The former affects hard dental tissues, while the latter affects tissues supporting teeth (i.e. the bone and gingiva), causing tooth mobility and, in the end, tooth loss.

Bacterial plaque is mainly responsible for these diseases. It forms when bacteria in the mouth come in contact with food residues (materia alba).

They proliferate and form the bacterial plaque, which adheres to the teeth and gingival tissues (fig. 1).

Fig.1: Plaque and materia alba.

If plaque is not promptly removed, within a few hours bacteria activate plaque sugar fermentation and cause an increase in the acidity, which starts damaging the enamel of teeth. This triggers a mechanism which leads to decay formation. If it remains in the oral cavity, plaque mineralises due to the calcification of salivary proteins and forms calculus (fig. 2).

Fig. 2: Supragingival calculus.

The presence of plaque and calculus in the oral cavity causes an inflammatory response which is at first superficial and reversible (gingivitis, fig. 3) and, unless it is blocked, then invades deeper tissues causing periodontal pockets and alterations which are often irreversible (fig. 4).

Fig. 3: Gingivitis. There are different types of gingivitis.

The picture shows two clinical cases: on the left, chronic gingivitis affecting the entire upper arch; on the right, acute gingivitis associated with significant accumulations of plaque and calculus, oedema , redness and pain.

Fig. 4: Consequences of periodontal disease.

The inflammation caused the loss of bone and gingival tissue. Unless promptly treated, periodontitis causes the mobility of teeth and in the end their loss.
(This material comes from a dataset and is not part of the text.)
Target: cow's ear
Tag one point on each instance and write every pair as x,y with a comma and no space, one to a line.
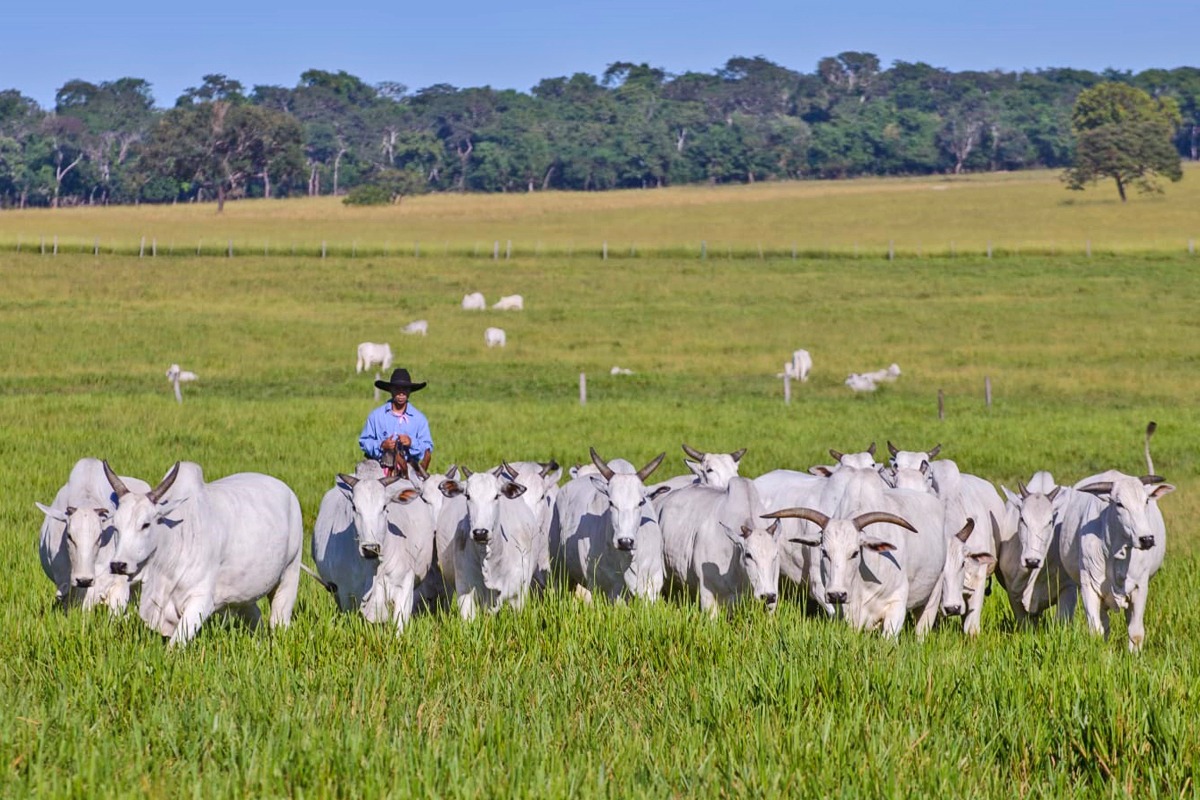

Prevention treatments, which following the law and common sense should only be performed by graduate hygienists and/or physicians or dentists, aim at avoiding that this process continues undisturbed.

The hygienist is called to inform patients of these problems, to motivate them and instruct them about the way to maintain a good oral hygiene at home (fig. 5), to see the patients at regular intervals and to professionally perform hygiene treatments using sonic and ultrasonic hand-held instruments.

Specific genetic and salivary tests allow to assess individual susceptibility to periodontal diseases and decay. Patients who follow a good prevention programme and actively cooperate suffer from decay and periodontal disease much less than others.

When decay is already present or when the periodontal disease has already developed, the dentist will have to treat these problems.

Fig. 5: Instruments for oral hygiene maintenance at home.